The Lifecycle of an Advanced Deployment: From Blue to Green

So I'll come back to this story in a second, but first I just want to take you through the lifecycle of an advanced deployment in a bit more detail. In the initial state, we have a service running in production. We call it the Blue Environment. All traffic is going there, and when we start a new deployment, we have a new spec for the tasks that need to be run, including a new container image, for example. And we enter the deployment state machine in the first stage, which is known as Pre Scale Up. So this is before we scale up the green environment.

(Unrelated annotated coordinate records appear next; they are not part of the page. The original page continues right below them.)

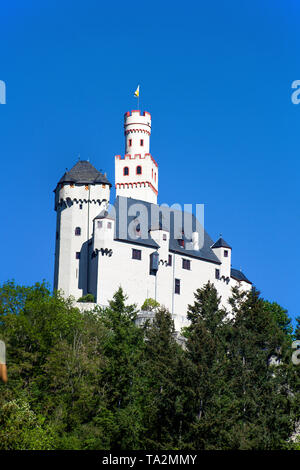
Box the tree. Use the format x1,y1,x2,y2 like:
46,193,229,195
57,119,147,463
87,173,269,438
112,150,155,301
140,307,193,450
228,288,294,450
186,282,232,449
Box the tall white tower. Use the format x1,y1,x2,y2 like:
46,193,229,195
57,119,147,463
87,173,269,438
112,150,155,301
54,161,111,300
115,111,158,204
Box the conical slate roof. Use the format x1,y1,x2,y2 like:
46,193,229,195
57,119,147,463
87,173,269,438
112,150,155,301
58,160,111,186
211,237,231,249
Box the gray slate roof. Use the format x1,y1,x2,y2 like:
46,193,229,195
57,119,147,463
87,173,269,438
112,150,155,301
58,160,111,187
96,196,251,284
98,196,221,264
212,237,231,249
231,268,252,284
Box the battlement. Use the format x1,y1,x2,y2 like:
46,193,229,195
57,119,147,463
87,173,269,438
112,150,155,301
115,153,158,168
124,109,151,121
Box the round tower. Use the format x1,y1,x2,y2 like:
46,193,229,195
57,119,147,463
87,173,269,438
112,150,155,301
124,111,151,154
115,110,158,204
54,160,111,300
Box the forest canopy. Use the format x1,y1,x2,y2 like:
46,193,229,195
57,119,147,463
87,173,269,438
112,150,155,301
0,281,300,450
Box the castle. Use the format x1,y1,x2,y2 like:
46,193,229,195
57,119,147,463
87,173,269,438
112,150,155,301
54,111,252,331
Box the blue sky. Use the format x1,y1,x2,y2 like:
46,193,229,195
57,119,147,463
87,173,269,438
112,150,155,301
0,0,300,324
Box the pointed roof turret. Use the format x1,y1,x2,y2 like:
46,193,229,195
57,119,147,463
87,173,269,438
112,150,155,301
58,160,111,187
211,237,232,249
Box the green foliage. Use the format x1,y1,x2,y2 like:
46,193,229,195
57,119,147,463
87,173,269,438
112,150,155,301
77,294,95,303
0,281,300,450
141,297,160,312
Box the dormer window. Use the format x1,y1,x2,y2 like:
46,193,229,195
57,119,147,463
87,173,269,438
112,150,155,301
182,259,191,271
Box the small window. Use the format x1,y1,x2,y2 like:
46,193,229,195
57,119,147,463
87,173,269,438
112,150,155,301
132,248,142,260
182,259,191,271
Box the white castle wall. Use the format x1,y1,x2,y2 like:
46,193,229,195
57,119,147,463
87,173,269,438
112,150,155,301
54,184,110,300
115,111,158,204
93,219,251,331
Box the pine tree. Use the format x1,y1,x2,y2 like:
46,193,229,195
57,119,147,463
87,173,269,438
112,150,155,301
186,282,231,449
227,288,294,450
141,307,193,450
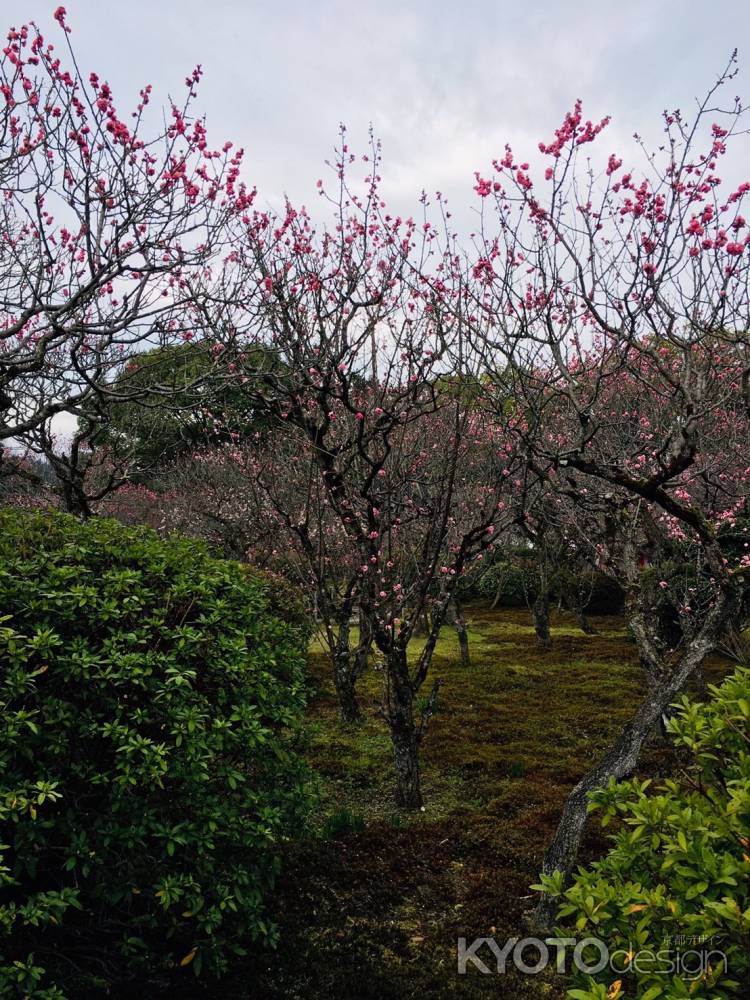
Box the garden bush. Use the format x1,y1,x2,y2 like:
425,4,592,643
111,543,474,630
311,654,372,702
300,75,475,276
537,668,750,1000
0,511,310,998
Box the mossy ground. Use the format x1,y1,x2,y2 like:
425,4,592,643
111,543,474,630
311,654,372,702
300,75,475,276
231,607,720,1000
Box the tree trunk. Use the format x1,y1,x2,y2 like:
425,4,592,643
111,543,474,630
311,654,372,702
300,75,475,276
60,480,91,521
453,597,471,667
385,650,422,809
333,650,362,722
531,591,552,650
577,611,597,635
533,594,734,929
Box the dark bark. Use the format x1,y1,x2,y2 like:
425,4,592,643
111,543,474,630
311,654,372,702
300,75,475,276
385,649,422,809
453,597,471,667
577,611,597,635
534,593,736,929
531,591,552,650
60,479,91,520
333,650,362,722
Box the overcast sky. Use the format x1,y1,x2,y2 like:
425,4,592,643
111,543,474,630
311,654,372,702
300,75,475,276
5,0,750,229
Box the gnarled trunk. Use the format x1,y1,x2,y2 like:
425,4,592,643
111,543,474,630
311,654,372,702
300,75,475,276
531,591,552,650
534,593,736,929
576,611,597,635
453,597,471,667
385,649,422,809
333,650,362,722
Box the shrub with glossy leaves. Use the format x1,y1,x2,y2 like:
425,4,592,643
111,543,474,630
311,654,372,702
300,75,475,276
0,511,309,997
544,668,750,1000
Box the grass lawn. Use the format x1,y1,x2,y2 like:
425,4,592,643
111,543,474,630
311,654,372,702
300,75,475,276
234,607,720,1000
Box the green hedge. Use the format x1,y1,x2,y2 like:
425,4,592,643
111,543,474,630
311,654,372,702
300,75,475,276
535,668,750,1000
0,511,310,998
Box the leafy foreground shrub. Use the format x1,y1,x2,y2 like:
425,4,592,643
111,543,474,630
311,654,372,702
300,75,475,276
0,511,309,998
544,668,750,1000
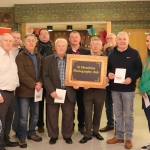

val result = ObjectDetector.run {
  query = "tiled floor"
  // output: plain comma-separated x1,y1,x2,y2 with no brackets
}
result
6,94,150,150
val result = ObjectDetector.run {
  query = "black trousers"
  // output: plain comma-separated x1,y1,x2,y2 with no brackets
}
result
0,91,14,149
37,88,46,126
74,88,85,128
142,95,150,132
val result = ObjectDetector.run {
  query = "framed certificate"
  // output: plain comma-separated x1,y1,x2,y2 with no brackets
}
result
65,54,108,88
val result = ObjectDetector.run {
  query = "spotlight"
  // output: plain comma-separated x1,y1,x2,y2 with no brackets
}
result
47,26,53,31
87,25,93,30
67,25,72,31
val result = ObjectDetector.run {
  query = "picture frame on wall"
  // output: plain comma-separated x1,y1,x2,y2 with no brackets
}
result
65,54,108,89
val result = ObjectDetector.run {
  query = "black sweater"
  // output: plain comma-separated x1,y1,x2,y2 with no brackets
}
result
108,46,142,92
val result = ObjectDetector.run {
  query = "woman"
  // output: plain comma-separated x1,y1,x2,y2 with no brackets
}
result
138,34,150,150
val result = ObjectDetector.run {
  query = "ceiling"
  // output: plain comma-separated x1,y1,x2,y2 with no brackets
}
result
26,21,106,31
0,0,146,7
0,0,146,31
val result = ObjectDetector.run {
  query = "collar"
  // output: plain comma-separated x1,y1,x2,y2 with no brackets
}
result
117,47,128,52
91,52,102,56
25,49,37,55
0,47,11,55
55,54,66,58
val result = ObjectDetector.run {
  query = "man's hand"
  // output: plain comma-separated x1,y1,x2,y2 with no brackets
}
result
138,89,146,98
83,85,90,90
73,85,79,90
108,72,115,80
0,94,4,103
50,91,58,99
123,78,132,85
106,77,110,83
35,82,42,92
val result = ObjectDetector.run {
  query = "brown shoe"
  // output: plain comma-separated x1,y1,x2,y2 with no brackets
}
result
19,140,27,148
107,137,124,144
124,140,133,149
99,126,114,132
27,135,42,142
38,126,45,133
78,127,85,135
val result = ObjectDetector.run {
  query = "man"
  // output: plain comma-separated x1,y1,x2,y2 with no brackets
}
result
11,31,23,137
0,33,19,150
79,37,106,144
16,34,42,148
100,33,116,132
107,32,142,149
37,28,54,133
43,38,76,144
67,31,90,134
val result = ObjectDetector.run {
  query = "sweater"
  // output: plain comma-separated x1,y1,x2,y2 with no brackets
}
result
108,46,142,92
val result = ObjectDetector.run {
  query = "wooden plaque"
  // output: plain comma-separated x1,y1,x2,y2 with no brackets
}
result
65,54,108,89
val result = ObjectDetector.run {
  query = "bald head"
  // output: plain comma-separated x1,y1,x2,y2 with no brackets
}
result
116,31,129,51
0,33,14,53
106,33,116,49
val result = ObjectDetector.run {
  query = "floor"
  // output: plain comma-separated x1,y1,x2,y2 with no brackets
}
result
6,94,150,150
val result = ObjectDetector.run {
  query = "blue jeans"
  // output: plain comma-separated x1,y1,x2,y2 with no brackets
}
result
105,89,114,127
12,96,19,132
18,97,39,140
112,91,135,140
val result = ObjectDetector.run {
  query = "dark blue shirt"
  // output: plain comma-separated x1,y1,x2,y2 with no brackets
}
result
26,50,38,81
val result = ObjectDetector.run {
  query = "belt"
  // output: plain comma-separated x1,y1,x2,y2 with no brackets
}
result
0,90,14,93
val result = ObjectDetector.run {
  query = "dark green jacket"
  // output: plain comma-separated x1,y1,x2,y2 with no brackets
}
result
16,50,43,97
138,58,150,95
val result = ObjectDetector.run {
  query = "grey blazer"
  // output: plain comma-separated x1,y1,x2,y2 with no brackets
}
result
43,54,76,104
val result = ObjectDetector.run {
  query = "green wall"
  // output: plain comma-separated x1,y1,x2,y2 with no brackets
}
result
0,1,150,33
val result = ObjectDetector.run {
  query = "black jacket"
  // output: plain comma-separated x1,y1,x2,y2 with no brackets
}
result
108,46,142,92
66,47,91,55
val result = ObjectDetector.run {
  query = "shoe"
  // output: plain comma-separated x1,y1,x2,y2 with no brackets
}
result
49,137,58,144
79,136,92,144
27,134,42,142
19,140,27,148
107,137,124,144
15,132,19,138
141,144,150,150
64,138,72,144
37,126,45,133
99,126,114,132
92,133,104,140
5,141,19,147
124,140,133,149
78,127,85,135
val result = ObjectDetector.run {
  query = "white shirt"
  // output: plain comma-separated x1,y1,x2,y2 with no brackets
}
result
0,47,19,91
11,46,20,58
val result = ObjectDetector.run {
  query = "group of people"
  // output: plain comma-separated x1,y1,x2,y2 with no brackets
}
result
0,28,150,150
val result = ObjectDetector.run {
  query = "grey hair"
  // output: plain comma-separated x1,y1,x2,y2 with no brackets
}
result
117,31,129,40
69,31,80,37
0,33,14,40
11,31,21,35
55,38,68,46
23,33,37,42
90,37,102,45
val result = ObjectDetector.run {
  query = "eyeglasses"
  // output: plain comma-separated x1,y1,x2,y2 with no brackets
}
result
106,38,114,40
40,33,49,36
91,44,101,46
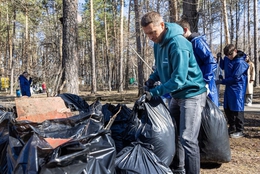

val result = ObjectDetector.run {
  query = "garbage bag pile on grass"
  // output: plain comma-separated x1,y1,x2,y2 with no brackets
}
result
0,94,230,174
199,98,231,164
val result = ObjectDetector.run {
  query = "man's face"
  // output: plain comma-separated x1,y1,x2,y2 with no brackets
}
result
23,73,28,78
227,49,237,60
142,22,165,43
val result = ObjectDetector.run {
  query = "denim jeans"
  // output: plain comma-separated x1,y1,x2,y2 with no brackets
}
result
169,92,207,174
224,107,245,132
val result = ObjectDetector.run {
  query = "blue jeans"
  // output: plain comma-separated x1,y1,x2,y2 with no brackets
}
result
169,92,207,174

Now you'll see there's a little hook icon on the side there. That denotes that this is a hookable stage, which means you can attach a lifecycle hook to it. So with lifecycle hooks, you can run your own custom logic in a Lambda function, and you can use that to perform tests or checks that you could use to determine whether you want that stage to proceed, to succeed and proceed to the next stage, or whether you want to force a rollback. In this example, before you scale up the green environment, you might, for example, want to run some kind of admission control check where you might say, for example, is this container image coming from a trusted repo?

Thumbnail 780

Thumbnail 790

So if the hook returns successfully, you then proceed to the next stage, and this is where we do the scale up. So here we scale up the green environment. You can see there on the far side, we have the green environment scaling up. And once you achieve the full scale up, then we enter the Post Scale Up stage. At this point, all production traffic is still going to the blue environment. There's no traffic going to the green environment.

Thumbnail 810

Thumbnail 830

So once we've got the green environment in place, the next step is to start shifting test traffic to it. So we now enter the Test Traffic Shift stage, and here we configure routing so that test traffic, which has to be identified in some way, we'll come back to that later, that test traffic can start to flow to the green environment. Once that routing is set up, we enter the Post Test Traffic Shift stage. Now at this point, the green environment is able to start to receive test traffic.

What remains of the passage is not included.